Joe Patrice, at Above the Law, observes that Chris Cristie’s pattern of abusing power is typical for a former prosecutor:
Unless you’re living under a rock or stuck in traffic on the George Washington Bridge, you know that N.J. Governor Chris Christie spent yesterday digging himself out of the Fort Lee traffic scandal in the most Jersey of manner — by placing a proverbial bullet in the back of the neck of one of his most trusted allies Tony Soprano-style. He even invited the media over to the Bada-Bing for a couple of hours after he did it.
………
But whether Christie was directly involved in this scandal or not — and so far the digital paper trail seems to begin with his mild-mannered aide showing uncharacteristic initiative and ends with a high school crony whom Christie put in charge of the bridge — this scandal falls somewhere between unsurprising and utterly inevitable.
Christie is a former prosecutor, serving as a U.S. Attorney from 2002 until 2008. The modern prosecutor is armed with the luxury to exact petty, brutal revenge on any and all who cross him or her, and this is the mentality that Christie brought into the Governor’s Mansion. Indeed, he made this mentality his political calling card.
………
And that atmosphere flows directly from the arrogance of a prosecutorial office.
………
Prosecutors are incentivized to use all of their vast power to get more people convicted, and they’re willing to use a bazooka to kill a cockroach if it advances that ball. Listen, I spent a lot of time working with current and former prosecutors. And whether I represented a cooperator working with the government or I was sitting on the same side as a defense lawyer freshly out of the prosecutor’s office, it always disturbed me how quickly they would leap to asking “how do we screw them?” over the most minor of slights.
When this is the model of success that propels you into office, how does one reset? In Christie’s case, he never eschewed this model of leadership. He may well have directly ordered these lane closures, but even if he didn’t, the mentality he has championed in his meteoric rise to prominence invited this sort of behavior.
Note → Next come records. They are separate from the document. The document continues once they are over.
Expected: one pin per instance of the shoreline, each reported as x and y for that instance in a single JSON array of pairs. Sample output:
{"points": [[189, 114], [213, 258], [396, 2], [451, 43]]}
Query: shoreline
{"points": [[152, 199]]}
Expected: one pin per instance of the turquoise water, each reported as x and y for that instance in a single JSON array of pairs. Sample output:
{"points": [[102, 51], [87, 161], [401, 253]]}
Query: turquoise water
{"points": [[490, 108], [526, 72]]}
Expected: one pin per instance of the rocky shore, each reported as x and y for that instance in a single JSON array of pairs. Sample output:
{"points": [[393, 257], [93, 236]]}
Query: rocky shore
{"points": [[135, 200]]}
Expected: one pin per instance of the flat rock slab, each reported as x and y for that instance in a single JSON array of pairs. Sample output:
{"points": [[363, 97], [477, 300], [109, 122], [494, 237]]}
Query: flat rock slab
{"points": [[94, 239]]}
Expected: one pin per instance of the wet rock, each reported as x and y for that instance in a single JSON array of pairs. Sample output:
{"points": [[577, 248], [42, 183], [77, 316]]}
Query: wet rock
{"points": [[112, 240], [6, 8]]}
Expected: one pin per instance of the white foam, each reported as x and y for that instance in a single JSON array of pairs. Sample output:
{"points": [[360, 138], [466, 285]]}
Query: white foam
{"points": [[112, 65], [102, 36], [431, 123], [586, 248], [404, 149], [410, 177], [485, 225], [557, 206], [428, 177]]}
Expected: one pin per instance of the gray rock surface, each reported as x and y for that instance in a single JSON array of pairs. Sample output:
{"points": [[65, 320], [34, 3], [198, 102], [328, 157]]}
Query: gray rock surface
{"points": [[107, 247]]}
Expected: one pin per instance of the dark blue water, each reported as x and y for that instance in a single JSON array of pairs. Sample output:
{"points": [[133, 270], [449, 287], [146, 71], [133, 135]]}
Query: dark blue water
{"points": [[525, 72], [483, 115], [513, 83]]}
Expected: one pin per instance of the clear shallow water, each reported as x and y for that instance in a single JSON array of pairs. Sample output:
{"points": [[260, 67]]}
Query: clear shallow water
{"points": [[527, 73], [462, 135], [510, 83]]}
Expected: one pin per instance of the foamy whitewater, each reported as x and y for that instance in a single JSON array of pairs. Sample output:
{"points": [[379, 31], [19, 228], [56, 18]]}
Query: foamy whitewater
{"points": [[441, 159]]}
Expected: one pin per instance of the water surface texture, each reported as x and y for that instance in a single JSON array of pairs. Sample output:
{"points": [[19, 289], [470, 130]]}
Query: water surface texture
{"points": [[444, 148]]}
And now we’re supposed to be forgiving when he says his deputy acted alone when plotting to make life hell for someone unwilling to kowtow to the Governor’s overtures?
It makes a lot of sense, and it also frightens the hell out of me about our criminal justice system.
BTW, if you want to read a less charitable assessment of Jabba the Governor, you can read Chris Hedges‘ takedown.
I don’t think that it is as informative, but it’s a jolly good read.